Jupyterhub

In case your server is unusable, here's a link to stop it and restart it: Reset Jupyter

Jupyterhub is part of the computer science instructional Hadoop cluster.

NOTE: You may also want to look at the Jupyter project's own documentation. This document focuses on how to do Hadoop programming from the notebook.

Jupyter is a "notebook," a web interface that makes it easier to run python. It also lets you use Spark and Spark SQL with Python, Scala, and R.

We actually have two notebooks, Jupyterhub and Zeppelin. Zeppelin is newer, and potentially might have issues, but you may prefer its design, particularly its support for graphical output.

After you've logged into https://jupyter.cs.rutgers.edu, you'll see a file browser for your home directory, which shows only notebook files.

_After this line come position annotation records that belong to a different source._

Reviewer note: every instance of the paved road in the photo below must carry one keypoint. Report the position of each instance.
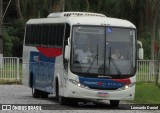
(19, 95)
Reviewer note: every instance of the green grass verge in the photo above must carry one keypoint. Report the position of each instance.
(3, 81)
(147, 93)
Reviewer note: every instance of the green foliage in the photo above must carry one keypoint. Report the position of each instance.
(147, 93)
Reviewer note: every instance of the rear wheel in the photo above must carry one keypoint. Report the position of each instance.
(114, 103)
(44, 94)
(36, 93)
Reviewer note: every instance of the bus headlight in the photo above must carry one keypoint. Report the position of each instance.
(77, 83)
(127, 86)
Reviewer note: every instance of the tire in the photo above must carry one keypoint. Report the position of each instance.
(61, 100)
(36, 93)
(44, 94)
(114, 103)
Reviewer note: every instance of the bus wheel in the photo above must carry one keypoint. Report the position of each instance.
(44, 94)
(36, 93)
(62, 100)
(114, 103)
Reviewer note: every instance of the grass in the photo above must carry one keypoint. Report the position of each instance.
(147, 93)
(12, 81)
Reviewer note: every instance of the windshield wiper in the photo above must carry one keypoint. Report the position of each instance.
(115, 65)
(96, 56)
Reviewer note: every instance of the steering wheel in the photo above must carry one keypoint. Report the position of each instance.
(87, 60)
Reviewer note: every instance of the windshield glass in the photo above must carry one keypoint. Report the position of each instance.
(103, 50)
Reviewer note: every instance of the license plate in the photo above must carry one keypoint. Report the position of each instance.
(102, 94)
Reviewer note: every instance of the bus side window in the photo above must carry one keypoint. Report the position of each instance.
(66, 35)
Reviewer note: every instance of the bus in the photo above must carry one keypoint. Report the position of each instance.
(70, 54)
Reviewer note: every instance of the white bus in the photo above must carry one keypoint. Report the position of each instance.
(71, 55)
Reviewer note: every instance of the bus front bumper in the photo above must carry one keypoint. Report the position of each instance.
(75, 91)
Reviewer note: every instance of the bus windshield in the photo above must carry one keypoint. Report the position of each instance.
(103, 51)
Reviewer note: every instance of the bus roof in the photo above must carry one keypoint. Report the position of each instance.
(82, 18)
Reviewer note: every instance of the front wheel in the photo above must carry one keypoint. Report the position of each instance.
(114, 103)
(36, 93)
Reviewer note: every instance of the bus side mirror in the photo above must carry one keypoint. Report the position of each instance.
(67, 51)
(140, 53)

To get the interesting functionality, you need to open a notebook.

If you're using Jupyterhub as a way to run Python, and have no interest in Spark or the Hadoop cluser, consider running Jupyter Notebook on another system. See Using Python on CS Linux Machines for specifics on how to choose a Python environment on any of our systems, and then how to start Jupyter Notebook. If you do want to use Jupyterhub for non-Haoop Python, pick the "Python 3" notebook type. In that case, you don't really need the rest of this page. This documentation is aimed at people who want to use Python for Spark and for Hadoop jobs.

Here's what the various types of notebook are:

Note that there's overlap in functionality between "Python 3", and the Spark / Pyspark notebook types.

So as you can see, it's a master of personal preference whether to use Python 3 or Spark / Pyspark.

NOTE: Once you've looked at the summary here, we strongly suggest that you look at the Sparkmagic examples from the main Sparkmagic site. It contains a number of sample notebooks with detailed explanations.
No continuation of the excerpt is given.